Das erste Hotel in Hinterbichl war übrigens das „Hotel Wiener Sängerknaben“. Die Sängerknaben waren in der Zeit der Inflation nach dem Ersten Weltkrieg alle nicht besonders stramm, was die musikalische Qualität offenbar so beeinträchtigte, daß man die Buben in die Sommerfrische schickte. Die bis dahin im Virgental vorhandene Unterbringungsmöglichkeit war den blassen Knaben aber gar zu ländlich, also entschloß man sich kurzerhand nach der Fertigstellung der ersten Straße bis nach Prägraten im Jahr 1928, wohin vorher nur ein Karrenweg geführt hatte, eben hier in Hinterbichl das „Hotel Wiener Sängerknaben“ zu bauen. 1950 veräußerten die Sängerknaben ihr Hotel, denn normale Hotelgäste vertrugen sich auf Dauer schlecht mit dem „Knabenkonvikt“. Nicht lange danach brannte es auch noch ab und wurde unter dem Namen „Hotel Niederrhein“ wiedererrichtet. Versprengte Ex-Sängerknaben kommen bis heute nach Hinterbichl, um das Idyll ihrer Kindheit und Jugend wiederzusehen.8 Wer Schwierigkeiten hat, sich vorzustellen, was die beiden Weltkriege in kleinen Orten wie Prägraten, das heute etwas mehr 1200 Einwohner zählt, bedeutet haben, der möge die allgegenwärtigen Kriegerdenkmäler einer kurzen Inspektion unterziehen. Im Ersten Weltkrieg verlor Prägraten 24 Söhne, im Zweiten 37. Seither verlieren diese Gemeinden ihre jungen Männer in erster Linie durch das Autofahren. Man könnte den Namen und Fotos der Gefallenen die der seit 1945 Verunglückten auf einer dritten Tafel hinzufügen. Für diese Toten stimmt der martialische und holpernde Reim in der Kriegergedächtniskapelle vielleicht eher: „Rann hier auch unser Herzblut rot, Seid stolz, wir starben den schönsten Tod.“
In der Pfarrkirche zum heiligen Andreas9 mahnt der Pfarrer mittels Verlautbarung an der Sakristeitür zur Stille. Die Kirche sei kein Museum, stellt er fest – falsch. Die Kirche ist natürlich auch Museum. Diese Tatsache sollte allerdings ebenfalls zur Stille anhalten. Es klingt nur oberflächlich paradox, aber unpassendes Geräusch hindert nicht nur am Gebet, sondern auch am konzentrierten Betrachten. Man sieht im Museum schlechter, wenn die Ohren über Gebühr beschäftigt und abgelenkt werden.
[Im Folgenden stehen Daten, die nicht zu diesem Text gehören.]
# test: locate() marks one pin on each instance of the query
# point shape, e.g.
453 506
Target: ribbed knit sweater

Ein ganz besonders schönes Museum ist die Wallfahrtskirche „Zu unserer lieben Frau Maria Schnee“ in Obermauern. Exakt diese Kirche ist der Punkt im Virgental, der auf unserer vorgegebenen Linie liegt und ihren Endpunkt bezeichnet. An der Außenwand ist neben bemerkenswerten Reliefs (Petrus mit Schlüssel, die Heiligen drei Könige) unter anderem ein imposantes Christophorus-Fresko zu sehen. Der Schutzpatron der Reisenden steht wie immer mitten im Fluß. Um seine Waden schwimmen nicht nur Fischlein, Krebse und Seepferdchen, sondern auch eine kleine Königin oder Prinzessin mit einem hübschen Krönchen. Eigentlich sieht Christophorus wie ein Flußgott aus, der sich in den Dienst eines rein äußerlich zwar kleineren, aber ungleich mächtigeren – Jesus wiegt so schwer, daß er ihn kaum tragen kann! – Gottes stellt. Der Urheber des Freskos aus dem Jahr 1486 kann kein Osttiroler gewesen sein, sonst wären die Berge im Hintergrund eindeutig steilwandiger ausgefallen – denkt man, bis einen die Inschrift, die er hinterlassen hat, eines besseren belehrt: „das gemel hat gemachsebastian maller purger zu luntz 1468.“10
Im üppig geschmückten Kircheninneren sind die Fresken des Südtiroler Malers Simon von Taisten (ca. 1460–1530) die zentrale Attraktion: Simon von Taisten hieß eigentlich Simon Marenkl, er stammte aus Taisten bei Welsberg im Gsieser Tal. Er war der Hofmaler beim letzten Görzer Landesherrn Leonhard und seiner Gattin Paola Gonzaga in Lienz. Die sehr gut erhaltenen, farbintensiven Fresken erzählen vom Leiden und Sterben Jesu und seiner Mutter Maria. Neben andern kleineren Themen sind die reizvolle Schutzmantelmadonna und der sellenvoll ruhig dreinblickende Hl. Sebastian zu erwähnen, den zwei ebenfalls abgebildete Armbrustschützen schon mit 21 Pfeilen durchbohrt haben. Taisten hat wohl als Knabe zumindest mit einer Steinschleuder geschossen; er wußte, daß nicht jeder Pfeil trifft: Der Baum, an den der Heilige gebunden ist, hat auch vier Treffer abbekommen.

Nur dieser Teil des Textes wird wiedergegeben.